Matteo Loria dirigente scolastico degli Istituti Caramuel, Castoldi, Roncalli spiega la strategia attuata: «Il 50 per cento dei ragazzi sono tornati a scuola questa settimana, il restante 50 per cento farà ritorno la prossima, sperando che nel frattempo non cambino le cose. Questo lungo periodo lontani dalla scuola, dai compagni, ha sicuramente condizionato la vita dei giovani: io spero che presto possano tornare a ritrovarsi, a fare lezione assieme: è troppo importante per la loro crescita e maturazione psicologica, intellettuale, emotiva».

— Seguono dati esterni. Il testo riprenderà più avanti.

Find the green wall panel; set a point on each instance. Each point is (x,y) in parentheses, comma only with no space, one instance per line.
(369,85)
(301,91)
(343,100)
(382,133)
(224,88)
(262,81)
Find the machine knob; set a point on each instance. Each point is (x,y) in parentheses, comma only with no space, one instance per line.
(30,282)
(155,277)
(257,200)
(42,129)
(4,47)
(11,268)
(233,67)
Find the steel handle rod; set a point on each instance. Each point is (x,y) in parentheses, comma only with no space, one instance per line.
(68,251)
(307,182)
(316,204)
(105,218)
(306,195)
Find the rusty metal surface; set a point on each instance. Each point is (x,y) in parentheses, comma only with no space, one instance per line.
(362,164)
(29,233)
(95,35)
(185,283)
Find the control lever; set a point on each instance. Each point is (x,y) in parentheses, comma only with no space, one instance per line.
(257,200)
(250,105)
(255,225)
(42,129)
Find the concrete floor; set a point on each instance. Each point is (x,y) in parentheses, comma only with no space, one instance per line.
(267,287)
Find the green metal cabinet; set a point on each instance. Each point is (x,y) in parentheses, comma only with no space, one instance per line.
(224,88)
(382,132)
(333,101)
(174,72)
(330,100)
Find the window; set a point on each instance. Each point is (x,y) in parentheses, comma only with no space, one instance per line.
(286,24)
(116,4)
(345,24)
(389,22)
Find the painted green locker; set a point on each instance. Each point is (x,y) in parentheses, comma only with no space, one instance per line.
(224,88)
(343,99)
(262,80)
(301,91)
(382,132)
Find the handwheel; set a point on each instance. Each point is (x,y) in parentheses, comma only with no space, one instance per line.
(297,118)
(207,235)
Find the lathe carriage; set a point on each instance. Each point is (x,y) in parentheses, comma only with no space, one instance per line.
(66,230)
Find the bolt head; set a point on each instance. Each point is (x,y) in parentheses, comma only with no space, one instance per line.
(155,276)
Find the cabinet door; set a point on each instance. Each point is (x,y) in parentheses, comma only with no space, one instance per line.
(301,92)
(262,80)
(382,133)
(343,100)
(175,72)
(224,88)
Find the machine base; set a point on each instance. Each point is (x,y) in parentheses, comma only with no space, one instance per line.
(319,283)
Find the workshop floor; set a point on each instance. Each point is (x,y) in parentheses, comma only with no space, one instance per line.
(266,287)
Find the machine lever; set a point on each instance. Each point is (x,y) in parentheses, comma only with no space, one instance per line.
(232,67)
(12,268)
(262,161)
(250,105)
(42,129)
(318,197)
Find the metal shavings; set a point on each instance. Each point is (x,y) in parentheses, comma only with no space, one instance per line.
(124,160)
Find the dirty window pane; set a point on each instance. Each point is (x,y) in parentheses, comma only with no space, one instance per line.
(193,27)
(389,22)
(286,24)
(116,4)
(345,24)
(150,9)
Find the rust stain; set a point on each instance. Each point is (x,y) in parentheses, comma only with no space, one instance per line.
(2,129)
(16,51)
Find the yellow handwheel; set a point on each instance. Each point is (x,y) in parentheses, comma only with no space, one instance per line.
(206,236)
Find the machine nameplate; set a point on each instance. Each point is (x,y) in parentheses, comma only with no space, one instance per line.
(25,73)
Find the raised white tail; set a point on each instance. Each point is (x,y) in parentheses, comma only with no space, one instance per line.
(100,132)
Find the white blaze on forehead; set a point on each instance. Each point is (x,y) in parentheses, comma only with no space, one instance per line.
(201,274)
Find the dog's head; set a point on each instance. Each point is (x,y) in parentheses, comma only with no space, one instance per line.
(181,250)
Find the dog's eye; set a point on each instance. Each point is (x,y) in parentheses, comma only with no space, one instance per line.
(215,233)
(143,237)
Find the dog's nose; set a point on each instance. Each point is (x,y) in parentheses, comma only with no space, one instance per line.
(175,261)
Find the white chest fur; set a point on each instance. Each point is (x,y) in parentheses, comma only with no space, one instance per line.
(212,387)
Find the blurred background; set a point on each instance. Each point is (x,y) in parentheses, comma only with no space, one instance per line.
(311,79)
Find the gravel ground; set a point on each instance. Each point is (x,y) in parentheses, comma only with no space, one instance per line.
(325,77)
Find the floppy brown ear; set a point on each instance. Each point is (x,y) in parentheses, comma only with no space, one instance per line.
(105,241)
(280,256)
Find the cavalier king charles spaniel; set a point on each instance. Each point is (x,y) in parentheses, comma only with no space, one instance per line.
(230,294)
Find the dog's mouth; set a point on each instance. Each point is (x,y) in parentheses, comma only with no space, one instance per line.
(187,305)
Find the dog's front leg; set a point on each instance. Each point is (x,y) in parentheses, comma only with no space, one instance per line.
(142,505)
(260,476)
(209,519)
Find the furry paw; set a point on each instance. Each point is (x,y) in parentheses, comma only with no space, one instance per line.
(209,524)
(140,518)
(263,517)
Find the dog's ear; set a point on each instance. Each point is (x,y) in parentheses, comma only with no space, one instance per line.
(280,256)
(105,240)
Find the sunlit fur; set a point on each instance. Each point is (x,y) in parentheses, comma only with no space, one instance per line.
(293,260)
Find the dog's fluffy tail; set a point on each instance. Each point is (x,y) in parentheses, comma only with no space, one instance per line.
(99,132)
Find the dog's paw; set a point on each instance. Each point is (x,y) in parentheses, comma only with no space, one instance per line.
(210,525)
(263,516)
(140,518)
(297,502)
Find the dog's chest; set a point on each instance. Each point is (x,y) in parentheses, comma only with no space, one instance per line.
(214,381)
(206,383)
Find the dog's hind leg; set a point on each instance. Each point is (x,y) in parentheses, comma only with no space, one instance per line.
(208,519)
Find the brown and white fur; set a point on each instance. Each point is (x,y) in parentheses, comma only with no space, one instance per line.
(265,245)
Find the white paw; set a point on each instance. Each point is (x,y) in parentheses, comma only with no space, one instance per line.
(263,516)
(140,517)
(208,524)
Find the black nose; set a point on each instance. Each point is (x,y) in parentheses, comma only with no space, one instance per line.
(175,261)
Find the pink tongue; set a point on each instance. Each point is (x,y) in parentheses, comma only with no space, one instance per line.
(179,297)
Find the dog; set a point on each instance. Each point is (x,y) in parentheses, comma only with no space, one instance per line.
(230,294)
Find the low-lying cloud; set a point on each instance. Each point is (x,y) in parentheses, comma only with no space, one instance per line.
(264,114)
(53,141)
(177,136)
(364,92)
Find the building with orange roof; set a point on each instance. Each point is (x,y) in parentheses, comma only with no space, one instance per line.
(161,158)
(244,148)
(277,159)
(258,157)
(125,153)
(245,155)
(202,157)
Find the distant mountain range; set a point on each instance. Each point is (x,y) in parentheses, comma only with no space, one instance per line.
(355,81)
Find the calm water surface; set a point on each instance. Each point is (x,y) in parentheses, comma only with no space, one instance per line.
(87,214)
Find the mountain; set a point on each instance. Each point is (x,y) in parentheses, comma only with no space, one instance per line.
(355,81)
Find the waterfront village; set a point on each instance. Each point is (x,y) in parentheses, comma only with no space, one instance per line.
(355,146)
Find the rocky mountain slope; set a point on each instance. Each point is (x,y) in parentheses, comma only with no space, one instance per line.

Dello stesso parere anche la dirigente scolastica dell’Istituto “Luigi Casale” Elda Frojo: «Il 50 per cento dei nostri ragazzi sono tornati sui banchi di scuola, il restante, la settimana prossima, ma gli studenti hanno ripreso a frequentare la scuola con la paura che tutto possa finire nel giro di pochi giorni, che la situazione precipiti e costringa tutti a stare a casa, ore ed ore, davanti ad un computer. La situazione è di totale incertezza: gestire la didattica in questo modo è molto difficile. Penso spesso a coloro che seguono le lezioni da casa, e sono coloro che soffrono di più, non solo per la mancanza di contatto con i propri coetanei ma anche perché, spesso, nelle case non c’è il clima sereno sperato da tutti: anzi, quando c’è una situazione di disagio essere costretti a stare insieme può scatenare situazioni molto difficili».

Alberto Panzarasa, preside del liceo “Benedetto Cairoli” spiega: «Questa settimana il biennio ha seguito le lezioni in Dad, il triennio in presenza, la settimana prossima la situazione si invertirà: con il biennio in presenza e il triennio da casa. Siamo davvero felici di aver potuto riprendere le attività in presenza. Era necessario dopo diversi mesi di didattica completamente a distanza. Ho visto molta felicità, sia nei ragazzi che nei docenti. La Dad è stata svolta da tutti con molto impegno tuttavia è importante sottolineare che la presenza è necessaria per garantire una vera crescita educativa. Soprattutto in questo secondo lockdown della scuola superiore ho avvertito una grande sofferenza nei ragazzi e anche per questo ero molto preoccupato».